The code reader is advertised with the following features:
* Read diagnostic trouble codes, both generic and manufacturer-specific, and display their meaning (over 3000 generic code definitions in the database).
* Clear trouble codes and turn off the MIL ("Check Engine" light).
* Display current sensor data, including:
* Engine RPM
* Calculated Load Value
* Coolant Temperature
* Fuel System Status
* Vehicle Speed
* Short Term Fuel Trim
* Long Term Fuel Trim
* Intake Manifold Pressure
* Timing Advance
* Intake Air Temperature
* Air Flow Rate
* Absolute Throttle Position
* Oxygen sensor voltages/associated short term fuel trims
* Fuel System status
* Fuel Pressure

So I guess it must be able to show the MAF sensor data. But seeing is believing... I'll post my experience with this reader in a separate thread.
 
The ODB reader you describe is very similar to my laptop scanner you can see screenshots of here - http://www.obddiagnostics.com/ScrnShot/Winscreen.html

The limitation is the in-ability of selecting sensors individually and displaying their inputs. Essentially you are seeing what the computer interpolates, not raw sensor data like voltage.
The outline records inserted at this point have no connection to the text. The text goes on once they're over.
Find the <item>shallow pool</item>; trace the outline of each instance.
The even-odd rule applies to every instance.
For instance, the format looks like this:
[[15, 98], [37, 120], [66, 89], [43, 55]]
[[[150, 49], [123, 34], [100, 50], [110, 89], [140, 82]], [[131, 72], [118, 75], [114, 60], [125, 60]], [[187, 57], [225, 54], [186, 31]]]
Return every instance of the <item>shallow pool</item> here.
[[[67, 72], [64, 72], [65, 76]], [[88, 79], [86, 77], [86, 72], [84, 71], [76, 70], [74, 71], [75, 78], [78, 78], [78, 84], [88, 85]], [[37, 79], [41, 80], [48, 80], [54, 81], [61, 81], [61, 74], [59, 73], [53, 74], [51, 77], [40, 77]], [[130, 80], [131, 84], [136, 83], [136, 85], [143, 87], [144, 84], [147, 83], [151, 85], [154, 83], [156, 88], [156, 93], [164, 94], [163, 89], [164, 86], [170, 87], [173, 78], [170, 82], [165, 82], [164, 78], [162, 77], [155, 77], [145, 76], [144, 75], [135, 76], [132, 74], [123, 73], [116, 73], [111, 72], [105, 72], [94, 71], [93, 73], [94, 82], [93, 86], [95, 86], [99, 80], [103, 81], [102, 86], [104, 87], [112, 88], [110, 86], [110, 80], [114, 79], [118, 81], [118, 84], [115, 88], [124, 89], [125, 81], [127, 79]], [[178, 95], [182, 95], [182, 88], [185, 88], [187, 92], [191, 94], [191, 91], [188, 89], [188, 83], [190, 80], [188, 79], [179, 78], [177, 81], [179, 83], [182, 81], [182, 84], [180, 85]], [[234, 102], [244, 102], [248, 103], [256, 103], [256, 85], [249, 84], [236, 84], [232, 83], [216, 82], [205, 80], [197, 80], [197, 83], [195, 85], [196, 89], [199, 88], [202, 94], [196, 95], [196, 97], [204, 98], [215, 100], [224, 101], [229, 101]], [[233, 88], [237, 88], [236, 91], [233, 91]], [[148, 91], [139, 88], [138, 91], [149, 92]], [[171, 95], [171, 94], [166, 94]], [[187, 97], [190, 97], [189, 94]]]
The scanner will be fun and helpful at times, but not really a diagnostic tool besides pulling DTC's.

You can clean the t/b like Robotaz describes, but I've always removed it so I can hit it from every angle with cleaner. Also, I'm used to some t/b's that have vacuum ports and require some special attention to make sure all is well with them too. And as you suspect, removal eliminates the risk of washing the dirt further into the intake.
 
The ODB reader you describe is very similar to my laptop scanner you can see screenshots of here - http://www.obddiagnostics.com/ScrnShot/Winscreen.html

The limitation is the in-ability of selecting sensors individually and displaying their inputs. Essentially you are seeing what the computer interpolates, not raw sensor data like voltage. The scanner will be fun and helpful at times, but not really a diagnostic tool besides pulling DTC's.

You can clean the t/b like Robotaz describes, but I've always removed it so I can hit it from every angle with cleaner. Also, I'm used to some t/b's that have vacuum ports and require some special attention to make sure all is well with them too. And as you suspect, removal eliminates the risk of washing the dirt further into the intake.

Not to be adversarial flcruising, but I wouldn't recommend that a person asking how to clean a TB actually take it off, personally. I also wouldn't recommend spraying cleaner in the ports. The cleaner will eat right through the plastic bellows if there's an IAC. I have some round files that are very small in diameter that I poke into the ports with a cotton cloth with just a little bit of the cleaner on it. If you start getting into taking the TB off and cleaning all of the ports out, you need to have a good idea that this is the problem. OP, I wouldn't do more than clean it on the car until you have exhausted some other options. Again, that's my suggestion and you are welcome to do whatever you wish. I just don't have time for extra work on cars and assume others do not as well.

And honestly, if your car needs the TB cleaned with 35,000 miles, you have way bigger problems to figure out. I suspect you will take the air tube off and see perfectly clean metal. If you open the butterfly valve and the body is spotless where the valve closes, move on to the other options.
 
I agree, though I've never had an issue with carb cleaner eating any plastic pieces...

Definitely start with the MAF sensor and report back. Keep fingers off all parts of it but the base (the outside part you see in the picture). I haven't looked at mine, but if it's a hot-wire type, don't blast it up close with cleaner either.